There were discussions between Hurley’s family, their lawyers and the city of Arvada for a year. Ultimately, Rathod said they had to file this suit to get justice for Hurley.
“When you compare the action of the Arvada police to the heroism of Johnny, it is a stark contrast,” he said. “And then when you magnify it with their conscious decision to not announce themselves and to shoot Johnny in the back, when he was unloading the weapon, when he did not match the description of the shooter that they had seen, when he did not pose a threat to anyone, it is just unbelievable. Their conduct is unbelievable.”
Late last year, after reading and analyzing more than 1,000 pages of investigative reports and interviews, Jefferson County District Attorney Alexis King made a decision not to press charges against Officer Brownlow, the officer who killed Hurley.
She determined the shooting was justified and that the officer was acting in self-defense or defense of others.
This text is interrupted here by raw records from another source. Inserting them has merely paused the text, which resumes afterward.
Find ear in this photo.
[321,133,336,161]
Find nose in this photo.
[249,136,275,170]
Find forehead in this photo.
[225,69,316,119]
“Though the acts of John Hurley were nothing short of heroic, the facts must be viewed as they appeared to Officer Brownlow at the time,” wrote King in her decision letter on the case. “Officer Brownlow did not know, and could not have known from his vantage point, of the murder of Officer Beesley or of Hurley’s role in eliminating the threat posed by the man in black.”
Arvada Police told reporters after King’s decision they were going to undergo evaluations about what happened. They did that evaluation, a spokesman, Detective Dave Snelling said.
“Our review of all the facts in this tragic incident reveals no policy or procedural violations were made by any Arvada Police Department member in this unprecedented set of circumstances,” Snelling said.
Brownlow resigned from the agency after the incident. He did not return messages seeking comment.
In her residential Colorado Springs neighborhood, Boleyn had a shrine up in her driveway honoring her son all last summer.
She planted fresh flowers and neighbors stopped to pay tribute. She’s going to plant a garden for him in the front this year. She always has a wreath on the door adorned with a black ribbon.
“There is pride that is mixed with the grief,” she said, her voice weakening. “If you have to lose your child … isn’t this the way? I think when I look at his life in how he was and who he was, this really was him. I was the lucky one who got to be his mom.”
She also recently decided to get a vanity plate on her car. It reads: “HROS MOM.”